Rachel: What's the best thing someone says to your family about adoption/foster care/race? What's the worst? 



Keia: On our family blog Raising Cultures, we have met some wonderful people, other multicultural families that have given us so much hope and encouragement surrounding our decision to adopt transracially. Our motto is, "Love is Colorful." We don't all have to look alike to love alike! The worst thing someone told me was I should of left my son in the "pound" with the rest of the "white dogs" ...out of all the things I've heard and been faced with, that was probably the most disturbing and gut punching. As a Therapist, I try to keep in mind that people who think like that are bitter and living with hatred in their hearts, and that's the sad part.

Rachel: You have social media pages entitled Raising Cultures. Tell me about why you chose that name and what it means to your family.  And, what's next for your crew? 

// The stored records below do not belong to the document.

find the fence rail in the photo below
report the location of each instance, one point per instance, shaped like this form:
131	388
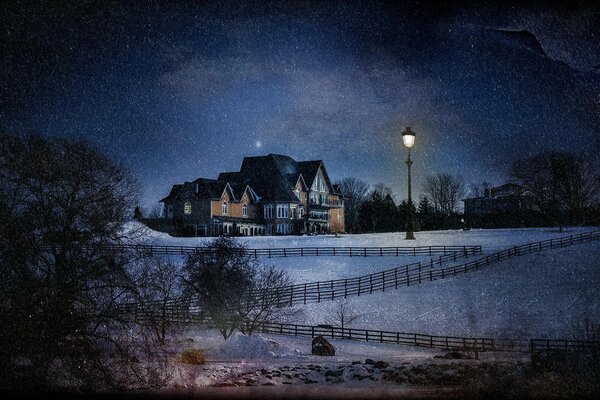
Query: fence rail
458	343
411	274
305	251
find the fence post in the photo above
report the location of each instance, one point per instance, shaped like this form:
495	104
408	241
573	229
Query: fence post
305	288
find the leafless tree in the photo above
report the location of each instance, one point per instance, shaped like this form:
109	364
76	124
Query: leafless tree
559	182
355	192
159	287
444	190
233	289
155	212
265	303
342	314
61	202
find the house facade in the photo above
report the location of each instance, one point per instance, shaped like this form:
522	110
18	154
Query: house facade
505	198
269	195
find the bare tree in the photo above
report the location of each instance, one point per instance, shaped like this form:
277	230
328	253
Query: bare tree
155	211
264	303
445	191
233	289
61	203
355	192
342	314
159	285
559	182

Keia: Ah! Raising Cultures! It was literally God sent. I woke up one morning out of a dream with the words "Raising Cultures" in my spirit. I meditated on it and God provided me with the vision of the blog. I've had the blog since July 2018, that's what most people don't know! People think I just started the blog a few weeks ago in light of our adoption, but no! I started the blog to share the love my family has for one another in hopes that it will inspire others to make adoption an option! Now! Raising Cultures is this "thing"! I'm so tickled and a little bit shocked at how the page has taken on a life of itself! It's full of resources, education, and love for foster, adoption, and all families! We preach inclusion and respect! That's my cyber family! 



As for what's next! We we're just on the Kelly Clarkson Show to discuss our adoption love story! It was so exciting! It is important for multicultural families to be represented! We have to move the conversation forward about transracial and interracial adoptions, especially black families adopting children of other races so that it's not frowned upon or looked at as a "bad decision." We are now just trying to take it all in so we can start preparing for the Jones-Baldwin Turkey Day shenanigans!